Me dirijo a un pueblo a una hora de Madrid para comprar un belén en un taller artesano.
El cielo luce azul, con unas preciosas nubes blancas adornándolo. La carretera se vuelve pequeña y tranquila, escoltada por campos abiertos y limpios por los que transitan las retamas, y el jaramago.
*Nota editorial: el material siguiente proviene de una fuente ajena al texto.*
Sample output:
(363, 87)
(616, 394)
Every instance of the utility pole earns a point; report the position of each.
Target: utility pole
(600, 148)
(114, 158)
Al final del viaje el paisaje es de montaña poblada de pinos, y el pueblo hecho de piedra.
La alegría del adviento lo llena todo.
Venía pensando en la tranquilidad del lugar que voy a visitar, y la suerte del que puede dedicarse a una labor manual, gratificante y lejos de la gran ciudad.
Elijo las figuras y pregunto por el dueño, al que conocí hace muchos años.
Al preguntarle como está, la respuesta dista mucho de la que yo esperaba:
— Agotado, cansado, no puedo más. Quiero dejar esto pronto. Mis hijos no me ayudan, los trabajadores suponen también una carga importante y los clientes lo quieren todo para ya. El año pasado tuve sólo una semana de vacaciones.
Entiendo perfectamente lo que dice, también lo experimento por temporadas. Dios quiere que nos realicemos en el trabajo, pero nosotros nos lo apropiamos como herramienta de seguridad, de orgullo, de ahorro, … y ese apego lo sufrimos inmediatamente.
Le doy las fórmulas que a mí me han ayudado, aunque no acaben de solucionar el problema: organizarse lo mejor posible, llegar hasta donde razonablemente se puede y darle un sentido trascendente al esfuerzo.
Regreso a Madrid feliz, por el bonito día, por el Adviento y por el belén que me llevo.
Y medito sobre esa idealización que tenemos siempre de otros trabajos y otras situaciones. Cuando es aquí y ahora, en este trabajo, en nuestra circunstancia, en esta situación donde tengo que entregarme a Dios y hacer todo para bien Suyo y de mis hermanos.
Ayúdanos Señor, que solos no podemos nada.